Today, many Jews are lenient with regards to Yoshon, but as there is a significant segment of our community that are stringent the MK ensures that Yoshon products are available and puts out a regularly updated “Yoshon” list.

Another potential kosher problem relates to leavening, the process that makes the bread rise. Most bread today is leavened with pure yeast, grown on molasses. Large bakeries use active yeast as well. These yeasts, plus the dry yeast often used in homes, may contain non-kosher ingredients and therefore require certification.

Many modern breads contain fats or oils (which may have also been used to grease the pans the bread is baked on). These may come from animals and therefore require certification. In addition, equipment used to make non-kosher products require proper Kashering.

Bread has two additional requirements. One is that all bread must be Pareve. This is to ensure that no one mistakenly eats a dairy bread with a meat meal or vice versa. Being that one of the primary ingredients in modern white bread is milk, this can be problematic. In fact, some provinces require a variety of white bread called “milk bread” to contain at least 6% milk! To avoid this issue, the MK requires all bread to be Pareve, as well as equipment used to bake it.

Pas Yisroel

The other additional requirement is Pas Yisrael – the bread must be baked by a Jew. Daniel abstained from eating King Nevuchadnetzar’s bread around 400 BCE. His stance was the first recorded instance of Pas Yisrael. In the Talmudic era (and possibly earlier), the rabbis forbid Jews from eating bread-like goods baked by non-Jews in order to prevent assimilation due to the socializing that occurs when baking bread.

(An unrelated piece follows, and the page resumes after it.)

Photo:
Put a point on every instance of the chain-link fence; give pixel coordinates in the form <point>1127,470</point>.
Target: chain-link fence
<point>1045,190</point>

Our sages recognized that, as a staple food, Pas Yisrael may not always be available and therefore allowed the use of bread bakes by a non-Jew in certain instances. However, anyone who is careful to eat only Pas Yisrael is deemed especially meritorious.

Pas Yisrael can be as simple as having a Jew light a small fire in the oven. As long as the heating element or fire in the fire remains lit, the bread inside is deemed Pas Yisrael.

At the MK, Pas Yisrael means that either a Mashgiach turned on the oven and the oven remained at a minimum temperature, never going off or the Mashgiach ignited a heating element in the cavity of the oven which is connected to a light on top of the oven that informs kitchen staff if the heating element has turned off. The ignition switch has a lock on it and the Mashgiach is the only one holding the key.

In general, all baked products are Pas Yisroel, except for pretzels and dairy items that aren’t Chalav Yisrael. In other words, if someone for example bakes a dairy croissant that isn’t Chalav Yisrael, it won’t be Pas Yisrael either.

In Russia, getting kosher bread was a schlep. Today we live in Canada, where thanks to the MK, we can find all kinds of breads – pita, naan, baguette, brioche – that are Pas Yisrael.